WHOLE-CARD ALLOCATION MIG-PARTITIONED H100 (80GB, 7 slices)
───────────────────── ─────────────────────────────────────
H100 [ job A: 15% used ] H100 ┌──────┬──────┬──────┬──────┐
[ 85% idle ] ← billing │1g.10 │1g.10 │1g.10 │1g.10 │ hard
│ jobA │ jobB │ jobC │ jobD │ isolated:
one job owns the whole card ├──────┼──────┼──────┴──────┤ own SMs,
the rest bills for nothing │1g.10 │1g.10 │ (or 2g.20) │ cache,
│ jobE │ jobF │ jobG │ mem, fault
└──────┴──────┴─────────────┘
7 jobs, hard-isolated, card ~full
H100 profiles are fixed slices — 1g.10gb (one-seventh compute, 10 GB), 2g.20gb, 3g.40gb, up to 7g.80gb (the whole card) — and you choose a layout that matches your jobs. The isolation is MIG's defining property and its defining limit: instances are hard-partitioned, so a 1g.10gb instance gets exactly one-seventh of the compute and cannot borrow idle capacity from a quiet neighbor. You trade the ability to dynamically share for strong guarantees — predictable performance and security between tenants, which is exactly what a multi-tenant or regulated environment needs.
For the running example, MIG is for the small models, not the 70B: the safety classifier and embedder from file 05 each fit comfortably in a 1g.10gb slice with hard isolation, so several share one card instead of each hoarding one. The 70B does the opposite — it needs more than a whole card, so it spans dedicated GPUs and MIG is irrelevant to it.
2) The picture — MIG vs time-slicing vs MPS, the three ways to share¶
MIG isn't the only way to share a GPU. The mental model that lands this file is the three sharing modes and what each trades:
THREE WAYS TO SHARE ONE GPU
───────────────────────────
MIG (hardware partition) TIME-SLICING (round-robin) MPS (concurrent, soft)
┌────┬────┬────┐ ┌──────────────┐ ┌──────────────┐
│ A │ B │ C │ │ A B A B │ ← take turns │ A + B together│
└────┴────┴────┘ │ on full GPU │ in time │ share SMs │
dedicated SMs/mem └──────────────┘ └──────────────┘
HARD isolation NO isolation NO memory isolation
fixed slices, no overcommit overcommit, context-switch cost concurrent, low overhead
predictable, secure dev clusters, bursty light work cooperative trusted jobs
"guaranteed slice" "share by taking turns" "run at the same time"

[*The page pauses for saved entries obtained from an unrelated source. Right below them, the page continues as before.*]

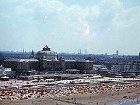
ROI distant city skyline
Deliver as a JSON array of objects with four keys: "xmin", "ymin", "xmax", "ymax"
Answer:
[{"xmin": 0, "ymin": 0, "xmax": 140, "ymax": 55}]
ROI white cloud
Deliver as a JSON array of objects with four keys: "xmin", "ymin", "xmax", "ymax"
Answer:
[
  {"xmin": 0, "ymin": 0, "xmax": 139, "ymax": 54},
  {"xmin": 84, "ymin": 23, "xmax": 90, "ymax": 35}
]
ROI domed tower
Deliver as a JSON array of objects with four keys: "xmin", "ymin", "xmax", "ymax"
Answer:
[{"xmin": 36, "ymin": 45, "xmax": 57, "ymax": 60}]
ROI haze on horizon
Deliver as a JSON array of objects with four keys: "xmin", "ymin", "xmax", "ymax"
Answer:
[{"xmin": 0, "ymin": 0, "xmax": 140, "ymax": 55}]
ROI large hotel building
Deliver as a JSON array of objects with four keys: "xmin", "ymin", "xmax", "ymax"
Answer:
[{"xmin": 4, "ymin": 45, "xmax": 93, "ymax": 75}]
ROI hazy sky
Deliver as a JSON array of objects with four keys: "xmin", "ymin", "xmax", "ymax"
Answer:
[{"xmin": 0, "ymin": 0, "xmax": 140, "ymax": 55}]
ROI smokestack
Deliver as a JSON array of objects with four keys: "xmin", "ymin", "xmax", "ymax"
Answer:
[
  {"xmin": 79, "ymin": 49, "xmax": 81, "ymax": 54},
  {"xmin": 139, "ymin": 52, "xmax": 140, "ymax": 60},
  {"xmin": 116, "ymin": 50, "xmax": 118, "ymax": 56}
]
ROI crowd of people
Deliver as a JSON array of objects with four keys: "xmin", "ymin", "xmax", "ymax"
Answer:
[{"xmin": 0, "ymin": 81, "xmax": 140, "ymax": 101}]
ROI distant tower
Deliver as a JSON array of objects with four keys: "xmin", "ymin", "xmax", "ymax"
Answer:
[
  {"xmin": 30, "ymin": 50, "xmax": 35, "ymax": 58},
  {"xmin": 116, "ymin": 50, "xmax": 118, "ymax": 56},
  {"xmin": 139, "ymin": 52, "xmax": 140, "ymax": 60},
  {"xmin": 85, "ymin": 49, "xmax": 87, "ymax": 54},
  {"xmin": 23, "ymin": 49, "xmax": 25, "ymax": 53},
  {"xmin": 80, "ymin": 49, "xmax": 81, "ymax": 54}
]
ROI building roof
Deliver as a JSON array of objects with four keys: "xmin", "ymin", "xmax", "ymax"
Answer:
[
  {"xmin": 42, "ymin": 45, "xmax": 51, "ymax": 51},
  {"xmin": 65, "ymin": 60, "xmax": 93, "ymax": 62},
  {"xmin": 37, "ymin": 50, "xmax": 57, "ymax": 55},
  {"xmin": 4, "ymin": 59, "xmax": 38, "ymax": 62},
  {"xmin": 4, "ymin": 68, "xmax": 12, "ymax": 71},
  {"xmin": 43, "ymin": 59, "xmax": 59, "ymax": 61}
]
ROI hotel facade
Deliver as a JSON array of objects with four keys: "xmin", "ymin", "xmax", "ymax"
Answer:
[{"xmin": 4, "ymin": 45, "xmax": 93, "ymax": 75}]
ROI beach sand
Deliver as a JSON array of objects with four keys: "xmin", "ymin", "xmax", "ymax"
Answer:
[{"xmin": 0, "ymin": 86, "xmax": 140, "ymax": 105}]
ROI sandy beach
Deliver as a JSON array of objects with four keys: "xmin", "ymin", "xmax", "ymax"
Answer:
[{"xmin": 0, "ymin": 82, "xmax": 140, "ymax": 105}]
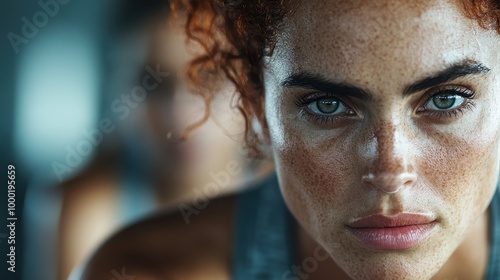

- MIG hard-partitions the silicon: dedicated resources, full isolation, fixed slices, no overcommit. Use it for production multi-tenant isolation and predictable performance.
- Time-slicing lets jobs take turns on the full GPU, round-robin. No memory or fault isolation, and a context-switch cost, but it lets many jobs oversubscribe a GPU — good for dev clusters and bursty, light work where strict isolation doesn't matter.
- MPS (Multi-Process Service) runs multiple processes' kernels concurrently on the GPU's SMs with low overhead, but no memory isolation — good for cooperative, trusted jobs that want to genuinely overlap.
The choice is isolation-vs-flexibility: MIG gives guarantees and gives up dynamic sharing; time-slicing and MPS give flexible oversubscription and give up isolation. Production multi-tenant serving leans MIG; experimentation clusters lean time-slicing.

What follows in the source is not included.